The Shot That Explains the Caravan

While journalist Jesus Ramos Rodriguez was having breakfast in a restaurant in Mexico’s Tabasco state, a stranger approached and fired eight shots, killing him. The assailant then fled, avoiding capture. Rodriguez had been warned not to report drug cartel activity on his radio program for which the punishment is death.

He’s the second Mexican journalist to be assassinated this year; there were ten killed last year and 100 since 2000. Apart from the war zones of Syria and Afghanistan, Mexico is the most dangerous country in the world for news reporters. Not that they are the only victims of cartel violence. More than 33 thousand Mexicans were murdered last year, a record.

Jesus-Ramos-Rodriguez
In Mexico, veteran radio host Jesús Eugenio Ramos Rodríguez was recently shot and killed, making him the second Mexican journalist to be murdered this year.

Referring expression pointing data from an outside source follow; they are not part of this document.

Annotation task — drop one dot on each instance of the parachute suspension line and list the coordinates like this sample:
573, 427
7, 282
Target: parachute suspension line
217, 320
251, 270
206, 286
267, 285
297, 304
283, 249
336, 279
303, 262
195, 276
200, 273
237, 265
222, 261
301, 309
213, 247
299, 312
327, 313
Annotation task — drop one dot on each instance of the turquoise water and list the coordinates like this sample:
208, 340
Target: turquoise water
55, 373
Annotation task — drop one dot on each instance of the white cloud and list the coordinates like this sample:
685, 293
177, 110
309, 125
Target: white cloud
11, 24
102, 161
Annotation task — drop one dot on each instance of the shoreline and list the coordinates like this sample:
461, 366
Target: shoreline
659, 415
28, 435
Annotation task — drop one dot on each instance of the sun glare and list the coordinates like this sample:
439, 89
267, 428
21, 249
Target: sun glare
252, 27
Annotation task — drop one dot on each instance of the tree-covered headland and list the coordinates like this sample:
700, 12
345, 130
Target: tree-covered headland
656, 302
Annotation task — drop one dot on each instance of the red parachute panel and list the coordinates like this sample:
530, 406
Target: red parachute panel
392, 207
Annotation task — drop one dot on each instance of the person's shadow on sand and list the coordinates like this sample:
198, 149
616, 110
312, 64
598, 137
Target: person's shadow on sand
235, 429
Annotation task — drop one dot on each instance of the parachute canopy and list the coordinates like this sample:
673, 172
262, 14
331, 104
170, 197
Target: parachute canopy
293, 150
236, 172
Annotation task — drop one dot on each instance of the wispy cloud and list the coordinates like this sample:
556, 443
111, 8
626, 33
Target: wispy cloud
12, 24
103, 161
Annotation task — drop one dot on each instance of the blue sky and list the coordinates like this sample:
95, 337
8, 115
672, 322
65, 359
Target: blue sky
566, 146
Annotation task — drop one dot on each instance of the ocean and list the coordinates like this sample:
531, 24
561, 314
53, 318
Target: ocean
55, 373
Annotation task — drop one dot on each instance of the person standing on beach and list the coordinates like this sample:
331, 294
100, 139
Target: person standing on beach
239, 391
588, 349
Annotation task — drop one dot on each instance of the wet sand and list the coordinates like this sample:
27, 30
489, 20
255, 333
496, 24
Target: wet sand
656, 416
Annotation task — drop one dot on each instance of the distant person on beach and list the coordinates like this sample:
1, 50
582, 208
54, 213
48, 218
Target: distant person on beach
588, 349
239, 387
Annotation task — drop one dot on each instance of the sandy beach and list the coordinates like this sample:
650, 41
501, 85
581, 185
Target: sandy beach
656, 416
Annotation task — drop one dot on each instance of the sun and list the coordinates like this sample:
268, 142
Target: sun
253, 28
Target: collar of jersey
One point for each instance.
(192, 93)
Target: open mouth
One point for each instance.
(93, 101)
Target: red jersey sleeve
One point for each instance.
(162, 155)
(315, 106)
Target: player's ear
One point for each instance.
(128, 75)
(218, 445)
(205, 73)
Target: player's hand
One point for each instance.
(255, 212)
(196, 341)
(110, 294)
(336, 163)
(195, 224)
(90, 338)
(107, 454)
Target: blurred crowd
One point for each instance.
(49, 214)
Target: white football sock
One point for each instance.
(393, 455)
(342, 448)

No end is in sight for the carnage which has turned Mexico into a narco state where cartels make the law or lawlessness. Ordinary standards of government don’t apply. Americans and their media are now obsessed with the border wall and a caravan of immigrants trying to cross over. There’s little reporting or discussion of the violence that threatens lives, destroys jobs and motivates people south of the border to seek the safety of the U.S.

American reaction here in the U.S. is a combination of ignorance and indifference which is sustained by the media. A Mexican insulted in a local restaurant is likely to get more press attention than the thousands slaughtered across the border as the cartels compete for drug routes and kill anyone in the way. America first indeed. We are above all concerned with ourselves. our manners and musings, the privilege of the pampered.

Mexicans and Central Americans are denied these luxuries while struggling to stay alive and make a living. But the media focuses on the ephemeral. The wall or fence – it’s a matter of semantics – is something of an impediment but hardly an over all solution. The media fails to connect the dots, which is simple enough. Americans’ ever increasing demand for drugs is supplied by the cartels, which otherwise would not exist. Americans are thus financing the caravans now threatening their border.

Anyone who watches the popular TV programs showing “cops” at work knows that virtually every car that’s stopped has hard drugs inside. They are not about to vanish nor are the cartels. At least Americans could be apprised of where those drugs are coming from and what they are doing to other countries as well as our own.

2 thoughts on “The Shot That Explains the Caravan”

  1. Am reading your blog posts. Thank you for your thoughtful point of view, with which I mostly agree. We – Ann and I would enjoy another conversation with you in Miami or wherever we might meet again . Minnesota?

  2. I served under Edwin Warner, a fine editor, at Voice of America. For VOA’s flagship FOCUS program, he sent me to Tijuana and San Diego to cover drugs, border issues, and the unsolved assassination of Mexico presidential candidate Luis Donaldo Colosio. I interviewed many experts on drugs, including an incredibly well placed source inside the U.S. Attorney’s office. The “demand-side” of the drug trade, taking place in California homes and offices, was taken as a given in the office, but many of those arguing for stiffer sanctions on drug use by U.S. professionals saw their careers derailed. I never got to the bottom of the politics of that in California.